* Posts by ShowEvidenceThenObject

7 publicly visible posts • joined 9 Feb 2017

No, eight characters, some capital letters and numbers is not a good password policy

ShowEvidenceThenObject

IT will not win any support

This is typical - what we see is a lot of legacy stuff trussed up in a security policy with very little time to review or modernise.

Regardless of the policy, we still cannot expect people to support or follow policy without more education, or a hard lesson in cause and effect, such as being fined under GDPR.

We still have two problems. Information usually goes into a single bucket, and the security of it becomes IT's problem to fix, monitor and enforce. IT security has become more complex, and the company's solution is to put in generic access barriers, and an access policy. We expect that to be propogated to the business to read, understand and follow.

IT is my life, but I appreciate not all people are that way; I too would rather that nurses spent their time nursing.

IT will continue to hurt until better systems exist that can classify information correctly, silo it correctly, then put the correct access requirements in place - taking away that decision from general users.

Sure, content management and correctly marked templates are viable, but I've not seen an organisation, private or public, that fully understands how to use information metadata, let alone how to silo and protect it properly.

HPE supercomputer is still crunching numbers in space after 340 days

ShowEvidenceThenObject

Since it was intended to be a test of commercial-off-the-shelf tech, and manages one teraflop - but is that before or after the spectre/meltown patches? I'll volunteer to go if they need them applying to RHEL :)

Have YOU had your breakfast pint? Boffins confirm cheeky daily tipple is good for you

ShowEvidenceThenObject
Pint

Quote opportunities, ahoy

"This evidence should not be taken to support a protective effect of light drinking."

Hah. Too late.

Here's some phish-AI research: Machine-learning code crafts phishing URLs that dodge auto-detection

ShowEvidenceThenObject

When two AIs go to war

Defeating algorithms only takes a little bit of time, brain and experimentation.

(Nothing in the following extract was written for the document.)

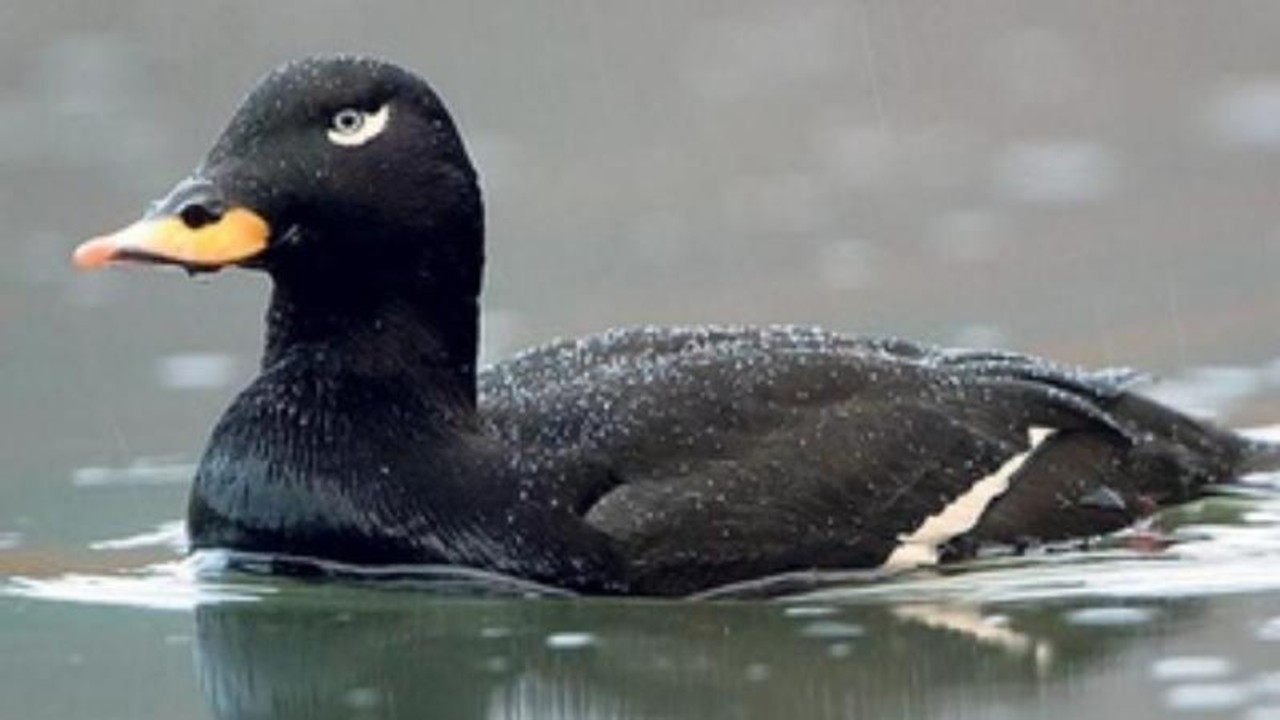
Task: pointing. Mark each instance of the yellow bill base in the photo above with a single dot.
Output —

What we want is for the detection and generation AIs to get to the logical conclusion more quickly:

"A strange game. The only winning move is not to play."

GCHQ bod tells privacy advocates: Most of our work is making sure we operate within the law

ShowEvidenceThenObject

Sure, when my phone/mobile computing device has backdoors baked in, and it is legal for the security services to get all the information "need, to make [you] secure", the people that really need to be monitored will be aware of it, and won't be using one.

The security services continue to try and socially engineer acceptance (or apathy) for these things, but telling everyone who groks the repeated failings in continuing to use dumb surveillance that "they are part of the problem", will never be a solution.

Morrisons launches bizarre Yorkshire Pudding pizza thing

ShowEvidenceThenObject

No chip spice, no sale

I'll be visiting Morrisons this weekend, but if it's not garnished with the finest chip spice, I will be disappointed.

Aye, the stuff that is mostly MSG and paprika with a lot of other dubious processed extracts.

Cheers!

Cattle that fail, not pets that purr – the future of servers

ShowEvidenceThenObject

Preaching to the converted

I'm a sysadmin. I have to work with tin, but I will work with cloud.

For now, because of the apps, and cost of running these apps in the cloud, tin is still in. However, there are plenty of cloudy app developers out there. Will most businesses engage, change and take risk to enable this move? Not if at all possible, or not quickly.

I'm not a complete sociopath because I still need to interact with the parts of the business that are not. Well, not until they get promoted to management, anyway.